Peabody Energy, the world’s largest coal energy company, has been the target of an ingenious prank called “Coal Cares.” The site claims it is giving away free “cool” inhalers featuring the likenesses of Justin Bieber, My Little Pony, and others for kids who live within 200 miles of a coal-fire power plant. It also offers “fun” games and activities, likely chosen to help kids remain inside and asthma free.
The site is actually the work of prankster activists Coal is Killing Kids, who aim to counteract the lobbying efforts they claim Peabody is making to gut the Clean Air Act. That specific agenda aside, the Coal Cares website is a spot-on parody of the recent efforts the coal industry has made to paint itself as a green company. The soulless, questionable copy and generic clipart is dead on; you can almost hear a vaccuous wind blowing through where the faux-author’s heart used to be.
Read on after the break for a few choice quotes, and images from the ersatz campaign.
Coal power is, of course, solar power. That’s because millions of years ago, before coal began to form from decaying organic matter, the sun provided the energy that organic matter required to grow and spread. Other forms of fossil fuel—oil and natural gas—are also ways that Nature has found to store solar energy in ways that can be predictably, safely, and reliably released to power our lives.

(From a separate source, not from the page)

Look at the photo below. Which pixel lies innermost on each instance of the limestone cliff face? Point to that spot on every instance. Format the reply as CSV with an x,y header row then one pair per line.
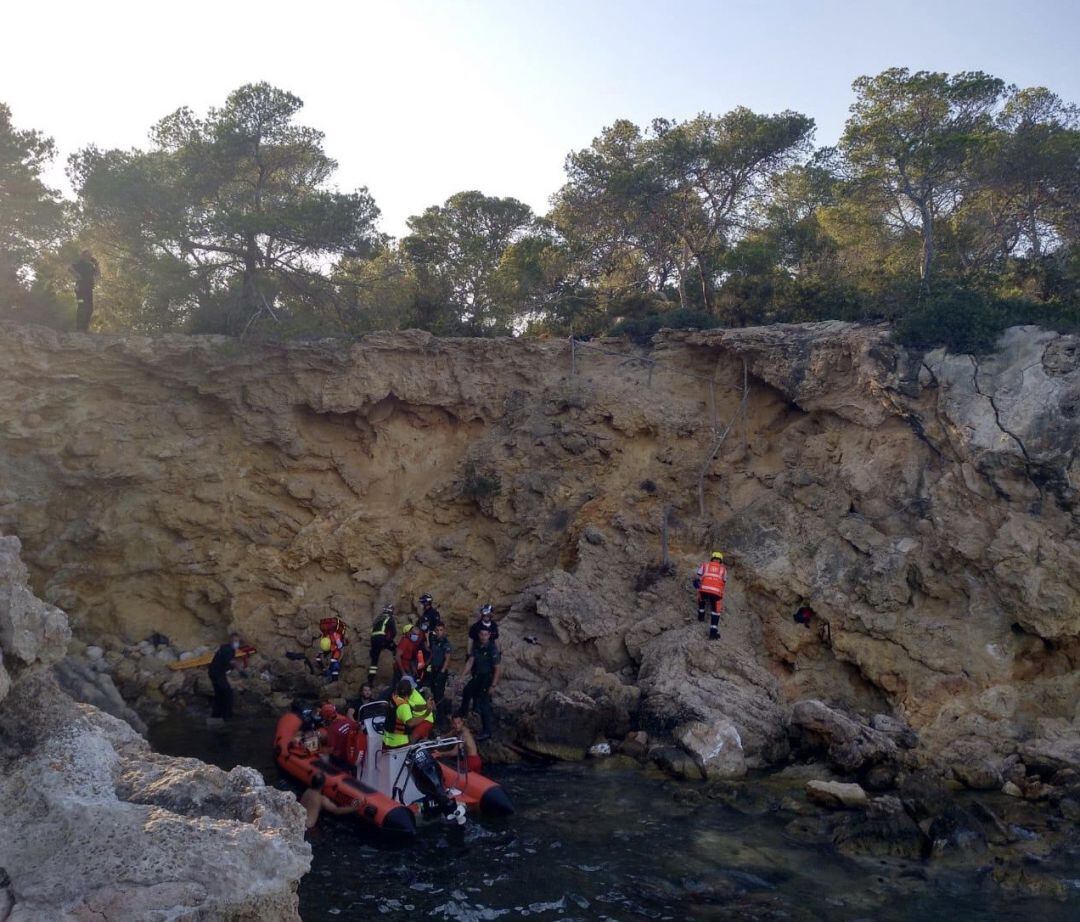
x,y
93,825
925,505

But there are also much, much bigger potential problems associated with wind energy. Every science student has heard of the so-called “butterfly effect” from aptly-named “Chaos Theory”: namely, that the flapping of a butterfly’s wings in the wilds of Rio Grande do Sul, Brazil, can set off a massive, community-shattering tornado in Bunker Hill Village, Texas. If, as scientists state, a mere butterfly can cause a tornado so many thousands of miles away, imagine what a hill-full of wind turbines can do.